Three hundred and sixty-seven days ago…

I arrived in this city on 2.6.12 after a harrowingly long cross-country journey which involved seeing deer staring at me on the side of the road in the Ozarks’s pitch black darkness, stopping for imperative naps in a rest area/at the entrance to an Indian reservation/just slap-dab on the side of the road, and two nights in hotel rooms where I got about four hours of sound sleep both nights. The day after I arrived in lovely Las Vegas–on 2.7.12–I had an interview with the Bellagio front office manager. (I’d post the picture of me in the Bellagio conservatory right before my interview, but it’s such a testament to what godawful, grainy photos old cell phones took that I won’t subject anyone to it again.) A month passed before I finally got a job, after several interviews. I’m thankful for the job I have–hours I’m accustomed to, set days off, and good benefits–but here I am a year later not outrageously overjoyed to find myself where I’m currently at in my life. On the verge of turning 33, I feel like I’ve left ho-hum, suburban Atlanta for the ho-hum, day-to-day desert life of Las Vegas. It’s not a bad life; in fact, I’m very happy most days. I have a wonderful living arrangement–how can three single people live in the same house and barely run across one another? I like my little hotel; it’s not fancy or big like Bellagio, but I have my run of the place when I work, and plenty of free time to do as I please on my overnight shift. So I shan’t complain. No really, I won’t.

If it ain't broke, don't knock the genie bottle onto the floor!

As Salem illustrates the opposite of: If it ain’t broke, don’t knock the genie bottle onto the floor!

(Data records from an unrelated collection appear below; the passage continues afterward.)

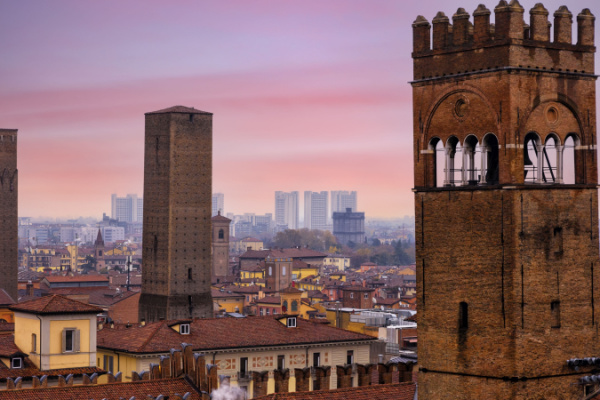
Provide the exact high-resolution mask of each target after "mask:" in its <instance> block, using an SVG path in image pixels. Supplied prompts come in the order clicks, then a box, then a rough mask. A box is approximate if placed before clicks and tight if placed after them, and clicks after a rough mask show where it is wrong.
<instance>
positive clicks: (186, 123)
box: [140, 109, 213, 321]
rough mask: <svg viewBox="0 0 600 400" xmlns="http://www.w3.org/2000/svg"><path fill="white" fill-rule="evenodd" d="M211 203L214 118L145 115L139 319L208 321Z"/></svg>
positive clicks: (206, 115)
mask: <svg viewBox="0 0 600 400" xmlns="http://www.w3.org/2000/svg"><path fill="white" fill-rule="evenodd" d="M188 110H191V109H188ZM211 201H212V114H210V113H203V112H198V110H192V111H190V112H179V111H177V112H169V111H168V110H165V111H164V112H158V113H148V114H146V140H145V157H144V234H143V248H144V249H143V260H142V261H143V272H142V296H141V298H140V318H145V319H146V321H155V320H158V319H159V318H166V319H180V318H191V317H212V315H213V313H212V298H211V294H210V284H211V254H210V253H211V211H212V209H211Z"/></svg>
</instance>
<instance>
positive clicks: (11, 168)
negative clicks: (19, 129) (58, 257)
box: [0, 129, 19, 301]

For those who’ve never had the experience of moving 2000+ miles away, I’ll say this: I’ve come to realize in the last year that so many of the identifying traits I defined myself by for 32 years don’t really matter so much to other people. I defined myself by my family, my hometown, my high school and college, and even more personal traits like dealing with depression and alcoholism. The funny thing about when one moves so far away is that not only can one easily get a fresh start, but no one knows enough about the particulars of your origin and/or backstory to judge you. Most anyone in the AA meetings I’ve attended is not a Las Vegas native; no one’s there to question anyone else’s upbringing, family history, or past mistakes. The same could honestly be said of anyone I work with; of the 20 or so employees at my hotel, only a couple are Las Vegas natives. We all come from very different places with unique backgrounds–it’s a very moot point to know particulars of each other’s upbringings. I’m not sure how much that applies to workplaces in small towns, such as the one I’m from. It’s a perspective one only gets when they move far, far away, I suppose.

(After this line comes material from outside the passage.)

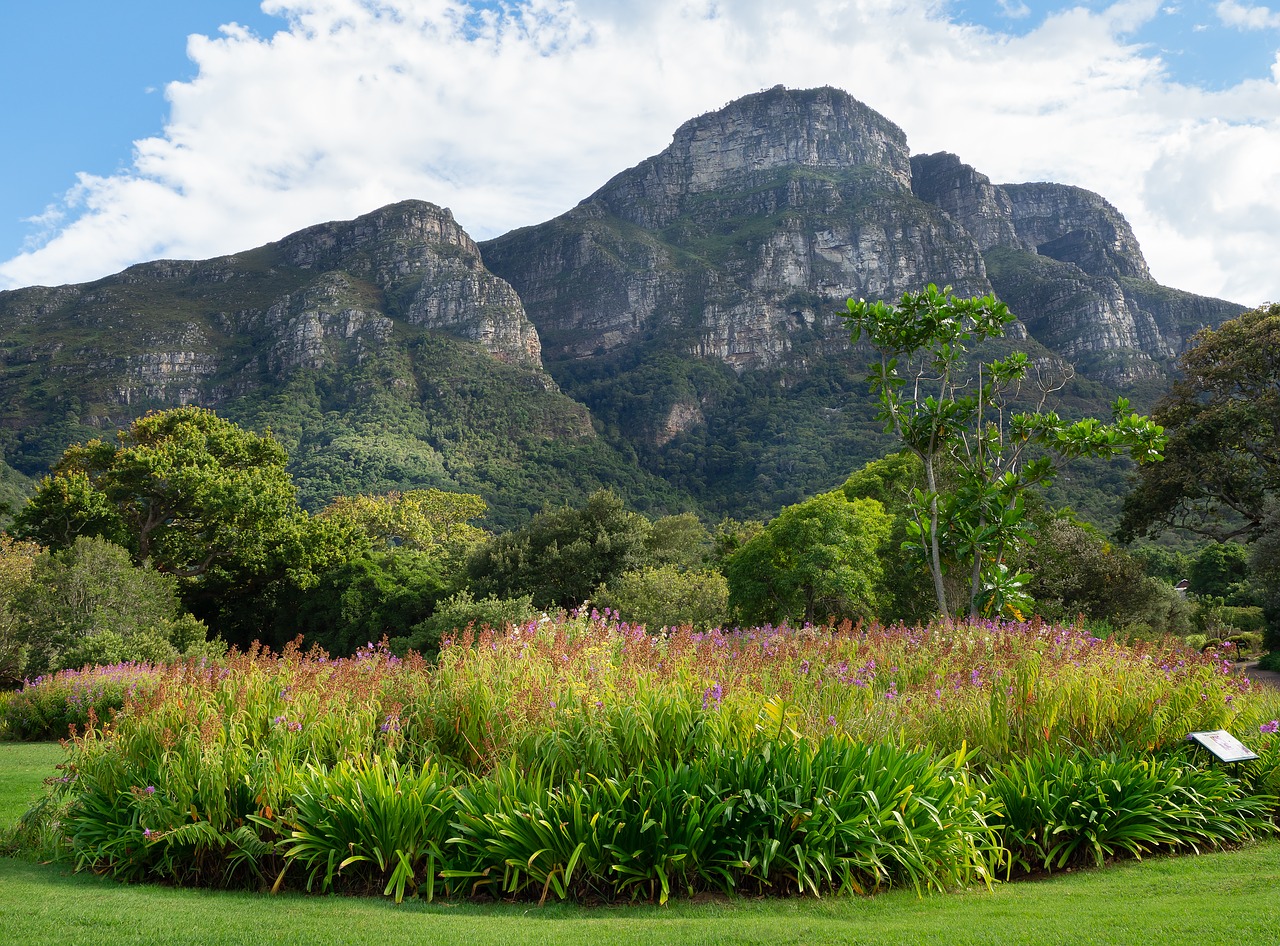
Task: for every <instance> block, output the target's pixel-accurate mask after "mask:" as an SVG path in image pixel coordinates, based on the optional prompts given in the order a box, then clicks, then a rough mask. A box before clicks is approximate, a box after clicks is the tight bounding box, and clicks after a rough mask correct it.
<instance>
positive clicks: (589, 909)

Where am I going with all this? Good question…perhaps Las Vegas is unique in that most people who live here aren’t from here or anywhere near here. It’s a melting pot where I can attend a Methodist church and be in the same sanctuary with Asian, black, Hispanic, and white members; that’s something I would’ve never experienced back in Georgia. The gift of joining such a diverse church is something that–subconsciously or not–will mold me and shape me for the rest of my life. Yet another reason I’m glad I put myself in a situation quite unlike anything I’d experienced up until this point in my life. We live and we learn, and I learn best by experiences. And mistakes, of course.

We don't have camels in the Nevada desert, but I really just wanted an excuse to insert this GIF in the blog.

We don’t have camels in the Nevada desert, though I really just wanted an excuse to insert this GIF in the blog.

So yes, being a resident of Neh-vaad-ah for a year has taught me much. I’m still very, very much a proud Georgian: I absentee vote in my hometown and have managed to hold on to my Georgia driver’s license (which enabled said voting, thankfully). I won’t live in the desert forever; who knows where I’ll even be blogging my meandering thoughts from a year from now. I don’t know, and I’m not sure I’d want to know right this minute, though it would indeed make things easier. In the words of Marnie from last Sunday’s episode of Girls,

“I don’t know what the next year of my life is gonna be like at all. I don’t even know what the next week of my life is gonna be like. I don’t know what I want. Sometimes I just wish someone would tell me, like, this is how you should spend your days. And this is how the rest of your life should look.”

Guess what, Marnie? That’s not the way life works. But don’t worry, I’ll remind you of that in precisely 367 days. Better yet, you’ll remind yourself of that fact.